Japan: “Scientists develop pigs for transplants”

Plot spoiler warning:  Not needed here, as the method in my science techno-thriller, A REMEDY FOR DEATH, takes a very different approach to human-life extension (or “life-renewal”) than mentioned in what’s to come.

“Xenotransplantation” (an experimental technology which we do not  use in A Remedy for Death) involves transplanting animal cells or even whole organs into humans to replace what isn’t working. According to this article in more than 200 pig to human xenotransplantations been performed in Russia, New Zealand and other countries.
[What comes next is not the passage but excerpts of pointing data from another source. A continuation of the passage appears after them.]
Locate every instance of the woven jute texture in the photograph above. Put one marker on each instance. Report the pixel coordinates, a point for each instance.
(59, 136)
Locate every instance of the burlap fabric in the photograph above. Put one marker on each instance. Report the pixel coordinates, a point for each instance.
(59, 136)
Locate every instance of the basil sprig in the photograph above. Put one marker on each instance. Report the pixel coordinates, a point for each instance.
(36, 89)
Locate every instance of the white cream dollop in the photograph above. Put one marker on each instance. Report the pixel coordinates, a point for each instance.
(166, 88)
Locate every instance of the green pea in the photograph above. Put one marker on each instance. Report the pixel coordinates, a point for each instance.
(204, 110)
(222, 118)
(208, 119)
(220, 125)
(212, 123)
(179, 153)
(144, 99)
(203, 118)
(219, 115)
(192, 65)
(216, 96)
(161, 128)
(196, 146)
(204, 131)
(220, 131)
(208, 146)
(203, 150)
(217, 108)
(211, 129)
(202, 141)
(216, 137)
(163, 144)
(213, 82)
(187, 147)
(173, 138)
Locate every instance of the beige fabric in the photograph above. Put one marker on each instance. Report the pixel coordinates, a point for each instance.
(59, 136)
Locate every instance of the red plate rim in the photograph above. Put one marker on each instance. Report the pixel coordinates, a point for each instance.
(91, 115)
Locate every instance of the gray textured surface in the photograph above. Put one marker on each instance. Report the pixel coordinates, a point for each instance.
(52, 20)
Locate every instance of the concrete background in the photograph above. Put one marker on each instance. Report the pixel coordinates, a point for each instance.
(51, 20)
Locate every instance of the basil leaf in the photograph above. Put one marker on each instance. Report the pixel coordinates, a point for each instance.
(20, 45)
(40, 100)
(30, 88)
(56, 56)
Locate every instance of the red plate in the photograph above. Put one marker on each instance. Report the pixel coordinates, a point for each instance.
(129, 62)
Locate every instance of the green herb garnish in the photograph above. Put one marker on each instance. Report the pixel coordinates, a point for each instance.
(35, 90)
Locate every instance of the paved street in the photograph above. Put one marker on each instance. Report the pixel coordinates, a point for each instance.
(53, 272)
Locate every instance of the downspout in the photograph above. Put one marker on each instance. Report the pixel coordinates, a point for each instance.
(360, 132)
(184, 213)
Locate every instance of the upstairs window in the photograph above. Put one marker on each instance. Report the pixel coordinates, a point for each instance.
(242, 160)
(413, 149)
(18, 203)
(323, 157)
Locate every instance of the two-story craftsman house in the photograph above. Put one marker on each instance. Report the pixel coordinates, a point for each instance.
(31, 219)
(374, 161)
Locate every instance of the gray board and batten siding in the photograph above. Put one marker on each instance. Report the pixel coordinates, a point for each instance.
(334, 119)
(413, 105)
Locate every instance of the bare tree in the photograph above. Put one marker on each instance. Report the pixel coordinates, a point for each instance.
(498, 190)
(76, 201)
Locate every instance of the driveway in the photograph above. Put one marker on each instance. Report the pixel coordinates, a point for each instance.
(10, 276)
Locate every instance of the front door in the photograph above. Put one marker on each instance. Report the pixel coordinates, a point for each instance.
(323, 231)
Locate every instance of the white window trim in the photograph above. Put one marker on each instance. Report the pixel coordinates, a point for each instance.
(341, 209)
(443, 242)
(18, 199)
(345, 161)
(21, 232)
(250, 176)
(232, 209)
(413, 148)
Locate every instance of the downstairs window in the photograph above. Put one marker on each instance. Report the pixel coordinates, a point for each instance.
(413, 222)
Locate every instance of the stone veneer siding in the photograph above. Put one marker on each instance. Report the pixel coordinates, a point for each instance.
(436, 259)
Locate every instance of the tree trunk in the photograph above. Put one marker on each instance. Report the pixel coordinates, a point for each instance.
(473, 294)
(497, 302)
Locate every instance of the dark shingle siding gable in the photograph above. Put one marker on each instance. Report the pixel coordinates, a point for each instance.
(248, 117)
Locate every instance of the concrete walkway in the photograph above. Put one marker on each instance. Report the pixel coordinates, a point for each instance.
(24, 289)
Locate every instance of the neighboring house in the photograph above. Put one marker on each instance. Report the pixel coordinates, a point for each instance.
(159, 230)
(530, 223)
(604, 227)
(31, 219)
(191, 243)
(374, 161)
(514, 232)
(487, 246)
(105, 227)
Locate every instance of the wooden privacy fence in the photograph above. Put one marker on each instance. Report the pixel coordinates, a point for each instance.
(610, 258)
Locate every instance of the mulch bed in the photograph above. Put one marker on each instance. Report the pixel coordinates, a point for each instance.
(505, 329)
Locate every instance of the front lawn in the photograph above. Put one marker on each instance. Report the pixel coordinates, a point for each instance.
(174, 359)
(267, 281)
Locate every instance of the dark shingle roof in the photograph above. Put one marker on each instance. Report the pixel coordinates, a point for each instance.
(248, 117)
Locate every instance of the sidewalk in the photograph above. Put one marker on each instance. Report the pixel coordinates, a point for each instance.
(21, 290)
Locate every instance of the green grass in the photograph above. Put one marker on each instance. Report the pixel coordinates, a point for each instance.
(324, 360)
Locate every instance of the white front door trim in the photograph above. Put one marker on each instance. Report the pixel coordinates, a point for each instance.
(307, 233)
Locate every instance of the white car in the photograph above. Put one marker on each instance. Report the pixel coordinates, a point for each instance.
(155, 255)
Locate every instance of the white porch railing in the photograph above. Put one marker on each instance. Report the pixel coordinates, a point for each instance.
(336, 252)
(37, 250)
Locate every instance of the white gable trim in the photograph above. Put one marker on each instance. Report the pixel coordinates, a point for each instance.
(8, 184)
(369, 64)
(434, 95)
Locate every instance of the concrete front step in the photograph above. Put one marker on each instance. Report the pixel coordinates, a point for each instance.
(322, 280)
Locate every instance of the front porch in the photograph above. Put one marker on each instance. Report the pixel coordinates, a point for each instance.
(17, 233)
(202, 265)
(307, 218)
Not in Japan yet, and not clear on the United States.

To clarify, in most of those experiments the organs (or stem cells, etc.) have earlier been implanted in the carrier animal, so what comes across is –for example–a liver grown in the animal, but a liver made from human cells.

We have in fact  covered multiple related issues in this blog, among them those you’ll see at the bottom of this page. (At the moment I’m having trouble inserting links here  today–so much for the limitations of technology!)

In any case, this new article  ( http://www.the-japan-news.com/news/article/0004283766 ) refers to work on growing special pigs for the specific purpose of serving as bearers for growing organs for transplantation to humans, using especially clean environments (even as the fetuses are removed from the uterus of a mother pig), and special checking for viruses that might be carried harmlessly in the small pig but be dangerous to humans.